Ghafouri, who was immediately taken to Antalya State Hospital with a swollen hand, was told the antidote could not be found in Turkey.

Turkish officials initially opted to contact France, instead of Egypt, which is the homeland of snake species, to import the antidote, but the correspondence between the two countries lingered on too long, risking the magician’s life.

Turkey’s Health Ministry said in a statement on July 16 that its first attempts failed after it was revealed that France’s Pasteur Institute stopped producing the antidote three years ago.

Ghafouri then decided to go to Egypt for treatment before it is too late, but he had to wait in an ambulance plane at Antalya Airport for hours due to a visa problem.

“The patient arranged a flight to go to Egypt in his own capacity. After learning that Egypt was acting slowly on his request for a visa, our Foreign Ministry continued its contacts with [Egyptian authorities], while it also kept checking to see whether other institutes in France have the antidote,” the statement added.

Egypt ultimately issued a visa for Ghafouri, who flew to Cairo where his treatment began on July 17. His health status is not life-threatening thanks to a quick intervention immediately after the snake bit him, Turkish media reported.

Ghafouri told Demirören News Agency on July 17 that his treatment in Egypt started with eight tubes of antidote.
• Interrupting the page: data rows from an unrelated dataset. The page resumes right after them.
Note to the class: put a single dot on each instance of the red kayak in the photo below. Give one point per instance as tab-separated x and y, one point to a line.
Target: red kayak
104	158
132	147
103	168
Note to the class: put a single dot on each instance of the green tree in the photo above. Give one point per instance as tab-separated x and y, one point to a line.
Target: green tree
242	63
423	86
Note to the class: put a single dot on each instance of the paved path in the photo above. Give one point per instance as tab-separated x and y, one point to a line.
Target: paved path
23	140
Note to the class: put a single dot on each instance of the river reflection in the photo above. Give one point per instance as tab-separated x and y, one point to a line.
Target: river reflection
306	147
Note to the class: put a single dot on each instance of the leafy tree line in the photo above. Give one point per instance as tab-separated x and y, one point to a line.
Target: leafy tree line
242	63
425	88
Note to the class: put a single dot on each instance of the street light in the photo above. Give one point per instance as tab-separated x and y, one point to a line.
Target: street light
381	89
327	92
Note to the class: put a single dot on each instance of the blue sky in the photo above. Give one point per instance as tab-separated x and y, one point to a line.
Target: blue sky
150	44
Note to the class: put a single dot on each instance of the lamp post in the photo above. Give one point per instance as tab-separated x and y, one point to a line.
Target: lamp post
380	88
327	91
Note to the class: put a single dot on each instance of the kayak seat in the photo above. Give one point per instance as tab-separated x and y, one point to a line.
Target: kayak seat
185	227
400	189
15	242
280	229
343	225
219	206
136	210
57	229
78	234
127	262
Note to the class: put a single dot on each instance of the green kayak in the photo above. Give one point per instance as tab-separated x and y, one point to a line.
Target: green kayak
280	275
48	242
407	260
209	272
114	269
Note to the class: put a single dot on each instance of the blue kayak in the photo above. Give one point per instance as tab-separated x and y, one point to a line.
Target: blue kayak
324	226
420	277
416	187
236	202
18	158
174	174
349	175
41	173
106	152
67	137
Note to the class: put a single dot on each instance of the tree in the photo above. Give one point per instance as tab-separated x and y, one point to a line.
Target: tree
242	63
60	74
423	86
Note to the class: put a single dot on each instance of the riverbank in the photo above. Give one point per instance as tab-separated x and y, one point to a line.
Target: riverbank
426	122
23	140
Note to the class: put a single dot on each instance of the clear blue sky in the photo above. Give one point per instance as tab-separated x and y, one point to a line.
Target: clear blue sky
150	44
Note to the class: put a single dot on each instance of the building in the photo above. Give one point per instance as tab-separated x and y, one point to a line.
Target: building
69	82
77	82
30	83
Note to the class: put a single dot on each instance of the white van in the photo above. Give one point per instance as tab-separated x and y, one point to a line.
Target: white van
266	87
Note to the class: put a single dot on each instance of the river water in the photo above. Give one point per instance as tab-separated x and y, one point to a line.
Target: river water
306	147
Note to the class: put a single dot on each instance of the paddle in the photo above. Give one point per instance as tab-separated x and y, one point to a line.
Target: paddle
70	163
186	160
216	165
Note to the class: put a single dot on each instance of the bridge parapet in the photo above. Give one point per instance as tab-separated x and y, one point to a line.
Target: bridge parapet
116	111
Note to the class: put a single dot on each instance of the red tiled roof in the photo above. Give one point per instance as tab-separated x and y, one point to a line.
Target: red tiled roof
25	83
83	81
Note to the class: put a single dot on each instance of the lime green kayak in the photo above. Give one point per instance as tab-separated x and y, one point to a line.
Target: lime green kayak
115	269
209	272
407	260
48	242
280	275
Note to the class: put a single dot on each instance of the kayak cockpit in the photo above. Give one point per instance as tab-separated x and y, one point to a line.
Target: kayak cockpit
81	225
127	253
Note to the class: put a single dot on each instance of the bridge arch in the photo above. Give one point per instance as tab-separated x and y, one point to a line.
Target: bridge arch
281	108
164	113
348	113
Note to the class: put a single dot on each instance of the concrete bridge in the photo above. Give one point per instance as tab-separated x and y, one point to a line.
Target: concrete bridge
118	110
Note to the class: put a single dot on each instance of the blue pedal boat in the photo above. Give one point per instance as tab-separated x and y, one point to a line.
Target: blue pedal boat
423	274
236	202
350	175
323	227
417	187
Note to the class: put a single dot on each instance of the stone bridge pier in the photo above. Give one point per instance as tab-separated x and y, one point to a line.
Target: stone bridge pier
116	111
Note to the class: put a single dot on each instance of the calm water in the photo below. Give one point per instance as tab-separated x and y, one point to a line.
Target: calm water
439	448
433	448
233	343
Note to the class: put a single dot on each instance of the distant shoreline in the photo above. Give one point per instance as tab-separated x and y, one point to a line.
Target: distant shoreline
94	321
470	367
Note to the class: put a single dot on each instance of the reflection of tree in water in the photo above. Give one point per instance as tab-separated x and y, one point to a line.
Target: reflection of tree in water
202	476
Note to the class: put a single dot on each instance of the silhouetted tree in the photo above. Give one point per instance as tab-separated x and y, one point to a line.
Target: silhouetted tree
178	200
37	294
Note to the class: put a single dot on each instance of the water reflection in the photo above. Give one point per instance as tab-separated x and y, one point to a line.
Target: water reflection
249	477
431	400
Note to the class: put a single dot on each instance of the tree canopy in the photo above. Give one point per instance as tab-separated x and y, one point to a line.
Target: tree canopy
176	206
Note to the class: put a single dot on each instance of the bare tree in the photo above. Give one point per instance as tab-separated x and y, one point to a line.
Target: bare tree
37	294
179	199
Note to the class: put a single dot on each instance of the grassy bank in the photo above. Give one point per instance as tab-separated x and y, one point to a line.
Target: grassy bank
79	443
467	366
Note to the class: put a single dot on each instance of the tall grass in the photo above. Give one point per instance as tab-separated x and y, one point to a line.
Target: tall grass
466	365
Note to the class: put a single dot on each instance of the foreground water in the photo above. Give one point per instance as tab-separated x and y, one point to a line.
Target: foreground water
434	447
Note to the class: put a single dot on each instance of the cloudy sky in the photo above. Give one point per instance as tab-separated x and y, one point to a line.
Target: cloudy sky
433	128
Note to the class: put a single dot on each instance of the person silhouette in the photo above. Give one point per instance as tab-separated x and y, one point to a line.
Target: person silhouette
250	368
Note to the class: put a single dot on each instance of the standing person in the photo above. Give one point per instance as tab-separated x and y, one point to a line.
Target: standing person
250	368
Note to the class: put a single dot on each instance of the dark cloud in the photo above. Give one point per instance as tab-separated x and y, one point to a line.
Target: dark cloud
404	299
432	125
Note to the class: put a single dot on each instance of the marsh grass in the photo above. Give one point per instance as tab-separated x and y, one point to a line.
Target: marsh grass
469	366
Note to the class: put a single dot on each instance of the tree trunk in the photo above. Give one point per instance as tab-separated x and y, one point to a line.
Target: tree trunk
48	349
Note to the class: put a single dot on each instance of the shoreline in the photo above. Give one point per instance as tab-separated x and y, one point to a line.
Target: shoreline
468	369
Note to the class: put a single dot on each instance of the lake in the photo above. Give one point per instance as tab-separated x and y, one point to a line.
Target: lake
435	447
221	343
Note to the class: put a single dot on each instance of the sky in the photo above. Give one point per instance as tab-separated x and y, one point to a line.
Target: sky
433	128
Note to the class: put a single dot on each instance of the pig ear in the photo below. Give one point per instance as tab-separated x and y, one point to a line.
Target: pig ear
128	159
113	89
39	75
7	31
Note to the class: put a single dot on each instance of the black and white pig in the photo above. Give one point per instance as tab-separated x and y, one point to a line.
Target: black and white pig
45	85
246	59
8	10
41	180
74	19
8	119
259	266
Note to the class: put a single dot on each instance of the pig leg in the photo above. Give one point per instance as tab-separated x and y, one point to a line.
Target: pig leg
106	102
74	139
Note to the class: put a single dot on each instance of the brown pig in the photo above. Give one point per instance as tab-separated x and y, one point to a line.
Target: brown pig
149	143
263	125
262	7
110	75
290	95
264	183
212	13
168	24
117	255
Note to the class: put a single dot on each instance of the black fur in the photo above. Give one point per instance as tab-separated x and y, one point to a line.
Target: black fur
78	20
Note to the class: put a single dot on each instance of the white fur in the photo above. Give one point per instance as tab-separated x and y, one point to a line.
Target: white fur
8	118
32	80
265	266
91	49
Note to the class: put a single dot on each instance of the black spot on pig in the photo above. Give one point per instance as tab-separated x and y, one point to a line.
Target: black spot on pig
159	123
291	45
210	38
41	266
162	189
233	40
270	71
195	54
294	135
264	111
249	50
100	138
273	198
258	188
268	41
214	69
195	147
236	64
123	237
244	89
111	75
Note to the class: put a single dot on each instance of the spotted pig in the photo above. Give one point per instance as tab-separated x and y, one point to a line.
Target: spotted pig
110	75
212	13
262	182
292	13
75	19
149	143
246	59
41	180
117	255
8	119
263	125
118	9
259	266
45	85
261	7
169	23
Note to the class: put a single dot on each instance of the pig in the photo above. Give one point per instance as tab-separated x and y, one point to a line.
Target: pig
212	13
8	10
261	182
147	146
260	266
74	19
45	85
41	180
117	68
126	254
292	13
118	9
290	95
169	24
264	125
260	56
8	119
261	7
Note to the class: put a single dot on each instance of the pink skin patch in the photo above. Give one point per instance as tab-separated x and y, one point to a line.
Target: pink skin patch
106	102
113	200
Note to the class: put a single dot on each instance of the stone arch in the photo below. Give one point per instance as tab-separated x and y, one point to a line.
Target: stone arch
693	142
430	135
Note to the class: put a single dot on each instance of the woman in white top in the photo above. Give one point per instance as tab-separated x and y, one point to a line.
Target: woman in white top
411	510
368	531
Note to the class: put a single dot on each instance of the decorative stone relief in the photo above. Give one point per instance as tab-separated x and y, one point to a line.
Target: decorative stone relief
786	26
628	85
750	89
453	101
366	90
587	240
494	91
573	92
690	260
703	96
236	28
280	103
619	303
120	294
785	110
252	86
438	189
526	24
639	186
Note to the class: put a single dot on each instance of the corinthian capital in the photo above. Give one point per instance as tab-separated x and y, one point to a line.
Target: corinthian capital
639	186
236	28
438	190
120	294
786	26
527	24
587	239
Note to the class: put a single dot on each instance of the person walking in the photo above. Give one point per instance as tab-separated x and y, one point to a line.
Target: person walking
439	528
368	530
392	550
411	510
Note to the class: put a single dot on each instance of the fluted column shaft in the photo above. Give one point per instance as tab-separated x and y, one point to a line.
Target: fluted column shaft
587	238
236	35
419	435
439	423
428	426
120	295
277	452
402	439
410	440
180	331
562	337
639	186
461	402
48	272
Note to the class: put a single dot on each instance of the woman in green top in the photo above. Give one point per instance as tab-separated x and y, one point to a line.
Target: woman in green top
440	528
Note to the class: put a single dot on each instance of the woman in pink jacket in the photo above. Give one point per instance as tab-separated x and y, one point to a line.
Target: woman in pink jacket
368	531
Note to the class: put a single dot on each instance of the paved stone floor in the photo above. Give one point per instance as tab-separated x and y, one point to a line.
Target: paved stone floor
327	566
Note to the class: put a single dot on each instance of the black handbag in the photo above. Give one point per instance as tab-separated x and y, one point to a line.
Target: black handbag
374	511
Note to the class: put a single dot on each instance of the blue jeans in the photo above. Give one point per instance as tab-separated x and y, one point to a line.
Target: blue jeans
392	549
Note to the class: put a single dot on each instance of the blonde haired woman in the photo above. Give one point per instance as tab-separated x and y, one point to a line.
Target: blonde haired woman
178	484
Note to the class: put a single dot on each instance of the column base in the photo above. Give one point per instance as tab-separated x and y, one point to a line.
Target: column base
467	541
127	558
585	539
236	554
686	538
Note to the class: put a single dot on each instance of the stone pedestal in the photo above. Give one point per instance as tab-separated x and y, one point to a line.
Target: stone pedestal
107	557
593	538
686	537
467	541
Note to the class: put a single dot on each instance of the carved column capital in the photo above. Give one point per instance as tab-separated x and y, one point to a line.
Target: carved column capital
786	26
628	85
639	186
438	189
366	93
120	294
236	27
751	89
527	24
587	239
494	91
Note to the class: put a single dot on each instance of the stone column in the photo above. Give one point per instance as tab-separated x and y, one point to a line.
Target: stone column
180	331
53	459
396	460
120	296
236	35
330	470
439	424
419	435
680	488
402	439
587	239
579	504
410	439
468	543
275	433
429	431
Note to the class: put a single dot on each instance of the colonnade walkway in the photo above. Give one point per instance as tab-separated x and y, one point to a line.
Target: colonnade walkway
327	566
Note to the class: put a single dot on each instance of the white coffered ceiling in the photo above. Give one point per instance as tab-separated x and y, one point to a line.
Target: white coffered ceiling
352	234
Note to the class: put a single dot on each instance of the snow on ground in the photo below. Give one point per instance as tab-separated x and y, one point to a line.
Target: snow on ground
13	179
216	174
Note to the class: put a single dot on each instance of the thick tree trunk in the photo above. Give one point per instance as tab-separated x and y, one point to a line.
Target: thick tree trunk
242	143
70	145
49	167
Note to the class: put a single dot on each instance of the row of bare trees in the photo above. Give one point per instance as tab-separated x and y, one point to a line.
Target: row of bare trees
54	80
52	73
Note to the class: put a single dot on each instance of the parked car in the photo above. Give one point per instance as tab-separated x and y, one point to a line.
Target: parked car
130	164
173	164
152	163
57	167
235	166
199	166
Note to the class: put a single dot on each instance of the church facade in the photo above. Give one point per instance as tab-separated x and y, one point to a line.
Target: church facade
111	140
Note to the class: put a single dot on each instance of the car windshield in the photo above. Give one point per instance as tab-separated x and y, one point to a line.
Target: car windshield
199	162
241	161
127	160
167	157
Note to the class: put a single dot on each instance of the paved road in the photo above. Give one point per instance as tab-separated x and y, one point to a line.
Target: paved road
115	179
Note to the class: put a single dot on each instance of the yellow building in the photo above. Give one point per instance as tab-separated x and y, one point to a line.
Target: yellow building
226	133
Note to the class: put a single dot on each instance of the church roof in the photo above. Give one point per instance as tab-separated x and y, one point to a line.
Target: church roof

“I can’t move my feet. Doctors think it might be partial paralysis. They say that I could have nervous breakdowns or even a heart attack if I cannot find the antidote for another 24 hours,” he said.

Turkey and Egypt had severed bilateral relations since a military takeover that toppled President Mohamed Morsi in 2013.

The Egyptian cobra, also known as naja haje, is one of the largest cobra species native to Africa. Its venom, which affects the nervous system, could cause death due to respiratory failure.